Add comments and minor refactoring of canonization methods for clarity

Also guard against out-of-bounds access for untrusted input

vendor/equihash/src/pow.cpp

@@ -199,39 +199,73 @@ Proof Equihash::FindProof( Nonce _nonce )
 
 Proof Proof::CanonizeIndexes()const
 {
+   // We consider the index values in the inputs array to be the leaf nodes of a binary
+   // tree, and the inner nodes to be labelled with the XOR of the corresponding vector
+   // elements.
+   //
+   // Define a binary tree to be canonically sorted if, for each inner node, the least
+   // leaf descendant of the left child is less than the least leaf descendant of the
+   // right child.
+   //
+   // This method puts the inputs into canonical order without altering the inner node
+   // labels.  Thus canonization preserves the validity of the proof and the
+   // footprint of Wagner's algorithm.
+   //
+   // We use a bottom-up traversal, dividing the input into successively larger power-of-2
+   // blocks and swapping the two half-blocks if non-canonical.
+   //
+   // Say a block is least-first if the least element is the first element.
+   //
+   // If each half-block is least-first, the conditional swap ensures the full block will also
+   // be least-first.

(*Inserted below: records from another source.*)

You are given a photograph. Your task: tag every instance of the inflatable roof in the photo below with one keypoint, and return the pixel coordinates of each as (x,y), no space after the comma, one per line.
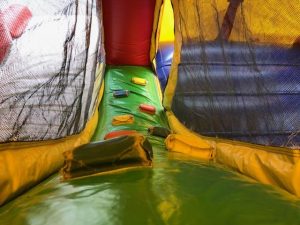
(149,112)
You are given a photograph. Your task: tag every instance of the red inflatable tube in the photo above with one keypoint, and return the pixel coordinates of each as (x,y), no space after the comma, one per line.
(16,18)
(5,39)
(119,133)
(127,31)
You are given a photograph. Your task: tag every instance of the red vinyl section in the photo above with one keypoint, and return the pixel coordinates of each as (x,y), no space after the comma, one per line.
(127,31)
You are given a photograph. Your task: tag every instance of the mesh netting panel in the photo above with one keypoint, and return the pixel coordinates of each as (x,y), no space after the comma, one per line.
(47,78)
(239,75)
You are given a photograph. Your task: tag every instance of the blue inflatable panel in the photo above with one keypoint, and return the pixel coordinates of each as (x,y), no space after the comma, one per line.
(240,92)
(164,58)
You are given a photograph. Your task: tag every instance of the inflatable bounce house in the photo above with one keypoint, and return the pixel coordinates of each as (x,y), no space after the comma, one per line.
(149,112)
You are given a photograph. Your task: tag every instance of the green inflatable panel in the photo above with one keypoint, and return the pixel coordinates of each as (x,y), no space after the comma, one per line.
(177,190)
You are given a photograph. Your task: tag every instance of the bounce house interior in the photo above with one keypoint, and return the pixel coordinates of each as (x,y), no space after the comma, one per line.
(149,112)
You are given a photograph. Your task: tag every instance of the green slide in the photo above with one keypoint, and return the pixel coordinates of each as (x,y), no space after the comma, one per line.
(176,190)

The half-blocks in the initial iteration are obviously least-first
+   // (they only have a single element!).  So by induction, at each later iteration the half-blocks
+   // of that iteration are least-first (since they were the full blocks of the previous iteration,
+   // which were made least-first by the previous iteration's conditional swap).
+   //
+   // As a consequence, no search is necessary to find the least element in each half-block,
+   // it is always the first element in the half-block.
+
    std::vector< uint32_t > new_inputs = inputs;
 
-   size_t step = 1;
-   while( step < new_inputs.size() )
+   size_t input_size = inputs.size();
+   size_t half_size = 1;
+   size_t block_size = 2;
+   while( block_size <= input_size )
    {
-      for( size_t i=0; i<new_inputs.size(); i+=step+step )
+      for( size_t i=0; i+block_size<=input_size; i+=block_size )
       {
-         auto ita = new_inputs.begin()+i, itb = ita+step;
+         auto ita = new_inputs.begin()+i, itb = ita+half_size;
          if( (*ita) >= (*itb) )
          {
             std::swap_ranges( ita, itb, itb );
          }
       }
-      step += step;
+      half_size = block_size;
+      block_size += block_size;
    }
    return Proof(n, k, seed, nonce, new_inputs);
 }
 
 bool Proof::CheckIndexesCanon()const
 {
-   bool was_ok = true;
-   size_t step = 1;
-   while( step < inputs.size() )
+   // This method is logically identical to CanonizeIndexes() but will return false
+   // instead of swapping elements.
+
+   size_t input_size = inputs.size();
+   size_t half_size = 1;
+   size_t block_size = 2;
+   while( block_size <= input_size )
    {
-      for( size_t i=0; i<inputs.size(); i+=step+step )
+      for( size_t i=0; i+block_size<=input_size; i+=block_size )
       {
-         auto ita = inputs.begin()+i, itb = ita+step;
+         auto ita = inputs.begin()+i, itb = ita+half_size;
          if( (*ita) >= (*itb) )
             return false;
       }
-      step += step;
+      half_size = block_size;
+      block_size += block_size;
    }
-   return was_ok;
+   return true;
 }
 
 bool Proof::Test()